Ein solcher Konjunkturimpuls sei unabweisbar mit einer Steigerung der Verschuldung verbunden, erklärte Steinbrück in der Debatte. Dafür ist ein Nachtragshaushalt ( 16/11700) mit neuen Schulden in Höhe von 36,8 Milliarden Euro notwendig. Fast 17 Milliarden will Steinbrück für öffentliche Investitionen und die Kfz-Abwrackprämie zur Verfügung stellen, die aus einem Tilgungsfonds finanziert werden, aus dem das Geld nach Bedarf abgezogen werde. Daher könne er die genaue Höhe der Neuverschuldung noch nicht angeben. Der Fonds, der sich ausschließlich über Kreditaufnahme finanziert, soll ein Volumen von bis zu 21 Milliarden Euro haben. Steinbrück verteidigte den Fonds gegen die Kritik, er stelle einen Schattenhaushalt auf. Der Fonds sei völlig offen, transparent und zugänglich.
Der staatliche Hunger nach frischem Geld hat eine Kehrseite. Auf dem Anleihenmarkt, über den die staatliche Kreditnachfrage gedeckt werden muss, könnte es zu einem Verdrängungswettbewerb kommen. Dort finanzieren sich auch private Unternehmen, die jedoch gegenüber öffentlichen Kreditnehmern im Ranking schlechter dastehen. Man könne in sehr schwieriges Fahrwasser kommen, sagte Steinbrück. Es gebe jedoch kein Drehbuch für Krisenbewältigung und keine Handlungsanweisungen. Wenn man schon kein Drehbuch habe, müsse sich die Politik Handlungsanweisungen geben. Dazu gehöre, nicht einfach Geld zu verbrennen, "sondern das Geld so aufzuwenden, dass wir dabei auch mittelfristig zur Modernisierung unseres Landes beitragen". Eine Kreditklemme müsse vermieden werden. Dazu gehöre auch, den öffentlichen Charakter der Sparkassen zu erhalten. Steinbrück rechnete vor, dass es durch die Konjunkturpakete zu einer "bemerkenswerten Entlastung" der Bürger komme. Allein die Senkung der Arbeitslosenbeiträge bringe eine Entlastung von 30 Milliarden Euro.

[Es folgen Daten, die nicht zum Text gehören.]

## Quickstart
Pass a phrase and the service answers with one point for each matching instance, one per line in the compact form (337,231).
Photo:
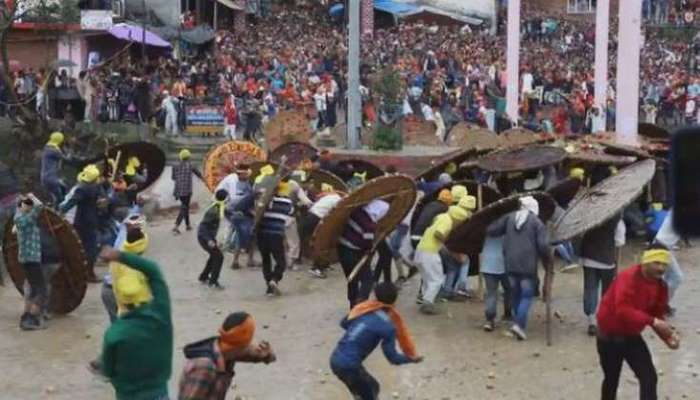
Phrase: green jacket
(137,352)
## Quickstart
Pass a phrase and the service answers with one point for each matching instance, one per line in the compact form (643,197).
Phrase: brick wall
(30,49)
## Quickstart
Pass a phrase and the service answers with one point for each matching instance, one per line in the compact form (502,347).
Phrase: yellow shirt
(119,270)
(429,243)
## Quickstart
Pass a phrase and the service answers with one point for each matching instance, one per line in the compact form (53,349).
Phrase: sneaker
(31,323)
(318,273)
(592,330)
(569,267)
(518,332)
(429,309)
(275,289)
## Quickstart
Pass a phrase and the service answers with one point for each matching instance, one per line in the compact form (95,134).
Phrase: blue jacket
(362,335)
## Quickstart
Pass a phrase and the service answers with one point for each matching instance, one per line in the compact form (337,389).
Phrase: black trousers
(359,382)
(361,287)
(212,269)
(184,214)
(272,246)
(633,350)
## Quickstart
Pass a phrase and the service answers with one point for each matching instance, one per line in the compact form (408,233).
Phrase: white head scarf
(377,209)
(528,205)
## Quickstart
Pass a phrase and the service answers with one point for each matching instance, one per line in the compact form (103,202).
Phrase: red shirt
(631,303)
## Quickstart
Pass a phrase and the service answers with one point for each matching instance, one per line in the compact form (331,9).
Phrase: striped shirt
(359,231)
(277,216)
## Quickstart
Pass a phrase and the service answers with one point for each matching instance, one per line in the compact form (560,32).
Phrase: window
(581,6)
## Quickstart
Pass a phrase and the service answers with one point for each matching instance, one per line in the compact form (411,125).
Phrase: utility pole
(354,100)
(143,32)
(513,61)
(602,27)
(628,50)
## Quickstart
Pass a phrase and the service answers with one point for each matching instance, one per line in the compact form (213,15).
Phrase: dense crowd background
(296,58)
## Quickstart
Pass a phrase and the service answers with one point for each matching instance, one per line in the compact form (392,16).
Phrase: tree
(30,129)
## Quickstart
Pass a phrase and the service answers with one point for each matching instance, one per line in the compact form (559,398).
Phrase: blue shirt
(362,335)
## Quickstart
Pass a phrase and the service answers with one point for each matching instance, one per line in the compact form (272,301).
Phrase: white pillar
(628,49)
(354,99)
(602,27)
(513,59)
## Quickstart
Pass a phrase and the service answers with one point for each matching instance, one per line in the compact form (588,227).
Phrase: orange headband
(238,337)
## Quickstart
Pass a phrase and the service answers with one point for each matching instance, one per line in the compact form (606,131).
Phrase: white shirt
(228,184)
(324,205)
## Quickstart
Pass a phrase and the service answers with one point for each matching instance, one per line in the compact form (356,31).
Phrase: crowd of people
(296,58)
(137,352)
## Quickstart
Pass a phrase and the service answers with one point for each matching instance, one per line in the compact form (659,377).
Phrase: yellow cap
(56,139)
(136,247)
(89,174)
(577,173)
(467,202)
(459,191)
(129,288)
(284,189)
(458,213)
(656,255)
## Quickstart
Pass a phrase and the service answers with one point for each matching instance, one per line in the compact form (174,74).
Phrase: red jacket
(631,303)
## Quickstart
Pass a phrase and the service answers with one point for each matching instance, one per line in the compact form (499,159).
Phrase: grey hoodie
(522,248)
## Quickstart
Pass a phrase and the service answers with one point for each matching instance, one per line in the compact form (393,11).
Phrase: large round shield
(222,160)
(318,177)
(433,172)
(485,195)
(287,126)
(151,157)
(398,190)
(592,207)
(652,131)
(295,152)
(468,237)
(522,159)
(346,168)
(68,284)
(564,191)
(597,157)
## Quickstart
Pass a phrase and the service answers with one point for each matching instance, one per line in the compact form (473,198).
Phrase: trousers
(272,246)
(359,382)
(633,350)
(212,268)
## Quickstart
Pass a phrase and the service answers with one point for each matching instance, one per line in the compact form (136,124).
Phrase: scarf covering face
(238,337)
(55,140)
(458,191)
(656,255)
(131,166)
(445,196)
(402,334)
(267,170)
(89,174)
(377,209)
(528,205)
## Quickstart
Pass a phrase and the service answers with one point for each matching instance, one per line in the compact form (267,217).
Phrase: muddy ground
(461,361)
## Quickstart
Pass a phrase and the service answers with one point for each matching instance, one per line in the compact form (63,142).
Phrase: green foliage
(386,138)
(52,12)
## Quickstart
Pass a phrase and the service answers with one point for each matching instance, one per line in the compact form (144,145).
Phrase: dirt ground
(461,361)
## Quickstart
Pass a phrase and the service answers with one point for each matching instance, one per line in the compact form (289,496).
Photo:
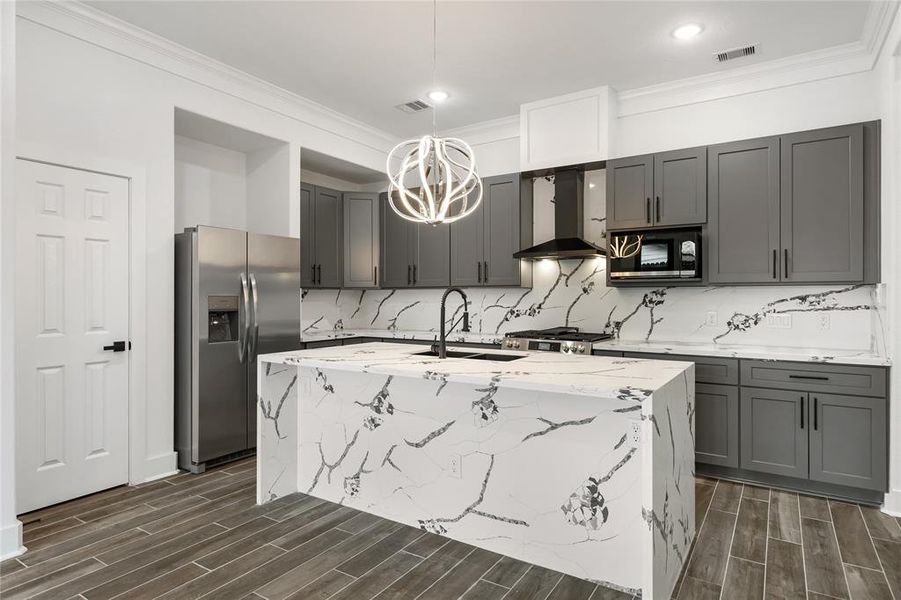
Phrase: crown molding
(844,59)
(98,28)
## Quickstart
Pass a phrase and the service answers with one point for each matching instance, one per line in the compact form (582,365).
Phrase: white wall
(10,527)
(210,185)
(123,108)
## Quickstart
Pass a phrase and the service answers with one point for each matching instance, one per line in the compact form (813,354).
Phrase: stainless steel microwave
(655,255)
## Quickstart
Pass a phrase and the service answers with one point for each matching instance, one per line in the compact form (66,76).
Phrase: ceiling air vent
(736,53)
(413,106)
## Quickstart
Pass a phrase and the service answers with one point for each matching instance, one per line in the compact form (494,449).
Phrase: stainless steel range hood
(569,228)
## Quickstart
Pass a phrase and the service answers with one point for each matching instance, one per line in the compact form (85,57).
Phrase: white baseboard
(11,540)
(155,467)
(892,503)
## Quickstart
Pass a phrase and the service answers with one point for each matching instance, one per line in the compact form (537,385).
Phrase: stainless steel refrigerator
(237,295)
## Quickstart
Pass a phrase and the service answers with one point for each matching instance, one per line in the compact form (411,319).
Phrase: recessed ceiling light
(687,31)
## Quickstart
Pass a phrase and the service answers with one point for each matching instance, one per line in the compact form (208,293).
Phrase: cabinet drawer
(708,369)
(836,379)
(323,344)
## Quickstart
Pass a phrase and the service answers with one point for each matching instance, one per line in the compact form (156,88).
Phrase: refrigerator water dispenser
(222,318)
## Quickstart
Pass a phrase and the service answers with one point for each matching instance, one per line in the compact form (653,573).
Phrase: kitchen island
(579,464)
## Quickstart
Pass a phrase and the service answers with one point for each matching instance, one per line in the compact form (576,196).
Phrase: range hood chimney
(569,228)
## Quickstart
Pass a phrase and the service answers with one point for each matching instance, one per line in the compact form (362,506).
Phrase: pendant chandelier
(447,186)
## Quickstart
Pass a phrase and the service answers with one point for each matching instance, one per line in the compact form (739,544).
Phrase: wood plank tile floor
(202,536)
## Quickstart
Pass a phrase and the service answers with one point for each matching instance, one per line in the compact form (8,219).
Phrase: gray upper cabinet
(848,441)
(307,227)
(667,189)
(412,254)
(823,205)
(395,238)
(630,185)
(483,244)
(743,231)
(322,226)
(361,240)
(773,431)
(468,249)
(680,187)
(431,255)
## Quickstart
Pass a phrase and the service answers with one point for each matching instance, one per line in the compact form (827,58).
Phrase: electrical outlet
(777,321)
(635,432)
(456,466)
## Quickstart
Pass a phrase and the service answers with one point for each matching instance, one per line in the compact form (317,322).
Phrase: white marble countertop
(628,380)
(815,355)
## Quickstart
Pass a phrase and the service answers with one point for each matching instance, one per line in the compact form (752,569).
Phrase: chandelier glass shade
(445,183)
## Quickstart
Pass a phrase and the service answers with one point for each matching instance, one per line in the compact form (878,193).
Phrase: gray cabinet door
(361,240)
(630,185)
(328,237)
(680,187)
(431,258)
(395,233)
(307,237)
(847,441)
(743,224)
(822,205)
(716,424)
(774,431)
(502,230)
(467,238)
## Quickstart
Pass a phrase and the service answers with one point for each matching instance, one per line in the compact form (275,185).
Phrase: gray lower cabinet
(716,424)
(322,227)
(743,229)
(482,244)
(361,240)
(848,441)
(822,179)
(774,432)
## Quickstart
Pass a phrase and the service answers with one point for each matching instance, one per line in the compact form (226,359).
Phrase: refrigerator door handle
(244,331)
(252,351)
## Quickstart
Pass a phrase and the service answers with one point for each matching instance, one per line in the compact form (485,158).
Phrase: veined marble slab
(815,355)
(580,464)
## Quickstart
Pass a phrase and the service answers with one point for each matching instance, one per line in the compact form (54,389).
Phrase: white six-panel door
(71,301)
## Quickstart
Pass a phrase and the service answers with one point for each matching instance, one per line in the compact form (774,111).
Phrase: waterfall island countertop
(582,464)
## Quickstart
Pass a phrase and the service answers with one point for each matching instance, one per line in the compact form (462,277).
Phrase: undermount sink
(473,355)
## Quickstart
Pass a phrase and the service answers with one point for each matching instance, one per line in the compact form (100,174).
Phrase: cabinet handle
(815,410)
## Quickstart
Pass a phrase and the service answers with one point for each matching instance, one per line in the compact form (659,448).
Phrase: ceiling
(363,58)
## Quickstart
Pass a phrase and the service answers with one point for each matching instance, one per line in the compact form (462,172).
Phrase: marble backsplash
(574,293)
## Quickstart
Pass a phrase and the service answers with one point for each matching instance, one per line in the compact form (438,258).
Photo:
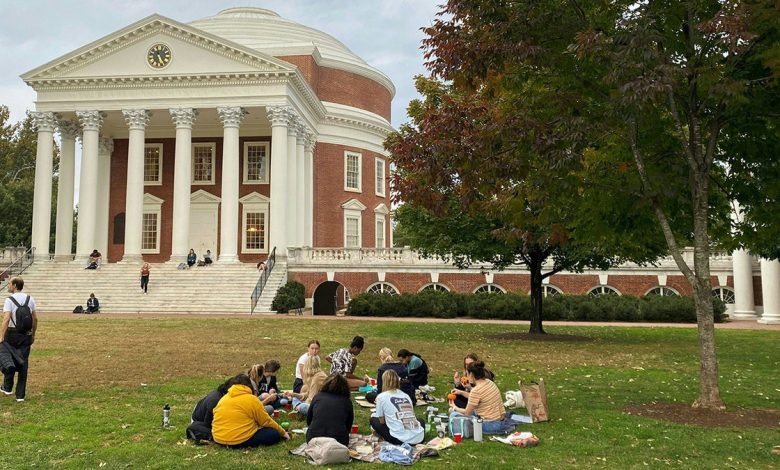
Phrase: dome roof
(267,32)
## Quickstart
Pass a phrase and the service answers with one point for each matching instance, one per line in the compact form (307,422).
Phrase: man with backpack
(18,330)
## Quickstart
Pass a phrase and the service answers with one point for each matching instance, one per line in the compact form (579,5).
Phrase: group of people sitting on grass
(238,413)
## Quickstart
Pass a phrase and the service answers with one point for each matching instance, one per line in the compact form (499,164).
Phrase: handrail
(269,266)
(24,261)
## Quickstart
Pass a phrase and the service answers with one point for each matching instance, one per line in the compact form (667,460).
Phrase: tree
(683,92)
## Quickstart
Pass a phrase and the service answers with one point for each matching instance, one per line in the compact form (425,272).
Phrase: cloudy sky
(385,33)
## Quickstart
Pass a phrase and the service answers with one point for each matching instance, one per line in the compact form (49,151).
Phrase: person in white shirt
(314,350)
(394,418)
(12,333)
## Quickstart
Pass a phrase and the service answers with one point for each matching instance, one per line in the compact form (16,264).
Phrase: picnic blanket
(367,448)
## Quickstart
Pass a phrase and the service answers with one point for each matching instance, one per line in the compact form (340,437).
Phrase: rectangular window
(203,156)
(152,164)
(254,231)
(150,233)
(256,162)
(352,229)
(380,232)
(380,177)
(352,172)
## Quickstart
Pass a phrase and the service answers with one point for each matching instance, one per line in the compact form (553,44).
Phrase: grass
(98,384)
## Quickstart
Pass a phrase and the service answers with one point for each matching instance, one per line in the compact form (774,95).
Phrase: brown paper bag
(535,396)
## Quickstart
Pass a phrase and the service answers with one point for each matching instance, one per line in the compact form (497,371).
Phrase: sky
(385,33)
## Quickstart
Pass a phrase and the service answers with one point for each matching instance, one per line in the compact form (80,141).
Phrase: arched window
(382,288)
(726,294)
(663,291)
(435,287)
(489,289)
(603,290)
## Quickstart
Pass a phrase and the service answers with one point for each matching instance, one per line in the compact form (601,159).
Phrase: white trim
(159,169)
(347,154)
(213,146)
(264,165)
(379,185)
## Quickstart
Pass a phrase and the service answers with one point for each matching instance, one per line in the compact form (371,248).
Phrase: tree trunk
(536,294)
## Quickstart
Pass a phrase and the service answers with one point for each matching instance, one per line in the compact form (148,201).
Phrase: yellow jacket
(238,416)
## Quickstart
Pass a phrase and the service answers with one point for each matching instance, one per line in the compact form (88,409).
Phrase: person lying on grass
(313,379)
(462,384)
(264,382)
(330,413)
(240,420)
(389,362)
(394,418)
(344,362)
(484,401)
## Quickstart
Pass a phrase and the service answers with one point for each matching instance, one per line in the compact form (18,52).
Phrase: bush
(518,307)
(289,297)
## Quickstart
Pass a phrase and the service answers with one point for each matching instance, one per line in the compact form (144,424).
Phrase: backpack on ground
(23,323)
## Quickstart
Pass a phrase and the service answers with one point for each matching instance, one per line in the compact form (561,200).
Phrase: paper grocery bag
(535,396)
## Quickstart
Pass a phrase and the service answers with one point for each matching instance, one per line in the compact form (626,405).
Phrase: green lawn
(98,384)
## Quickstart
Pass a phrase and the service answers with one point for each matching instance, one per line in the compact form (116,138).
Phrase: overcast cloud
(385,33)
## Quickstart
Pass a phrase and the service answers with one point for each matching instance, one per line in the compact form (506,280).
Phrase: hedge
(289,297)
(518,307)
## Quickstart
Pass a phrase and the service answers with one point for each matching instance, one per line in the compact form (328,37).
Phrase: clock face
(159,56)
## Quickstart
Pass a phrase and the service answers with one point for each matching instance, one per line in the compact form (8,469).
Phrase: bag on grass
(535,397)
(326,451)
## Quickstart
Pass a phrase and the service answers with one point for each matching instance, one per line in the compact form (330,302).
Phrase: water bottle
(166,416)
(477,429)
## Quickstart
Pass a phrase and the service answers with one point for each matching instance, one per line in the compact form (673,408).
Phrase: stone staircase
(215,289)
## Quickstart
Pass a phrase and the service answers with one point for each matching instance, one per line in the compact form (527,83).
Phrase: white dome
(265,31)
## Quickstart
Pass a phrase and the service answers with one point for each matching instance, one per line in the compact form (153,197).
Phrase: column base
(745,315)
(771,319)
(132,259)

Dank konnte der Minister von der Opposition jedoch nicht erwarten. FDP-Fraktionsvize Rainer Brüderle warf der Koalition vor, vier Jahre lang die Ausgaben erhöht und den Etat aufgebläht zu haben. Damit sei die Regierung selbst eine "nachhaltige und ernste Störung des gesamtwirtschaftlichen Gleichgewichts". Maßnahmen gegen die Krise müssten schnell, spürbar und zielgerichtet sein. Stattdessen sei die Arbeit der Koalition zögerlich, kleinteilig und diffus. Die dahindümpelnde Binnennachfrage könne jedoch durch Steuersenkungen gestärkt werden. Jürgen Koppelin (FDP) bezeichnete das Konjunkturprogramm als Strohfeuer. Seine Fraktion habe bereits im Dezember gesagt, es müsse ein Nachtragshaushalt vorgelegt werden und sei dafür von der Koalition ausgelacht worden.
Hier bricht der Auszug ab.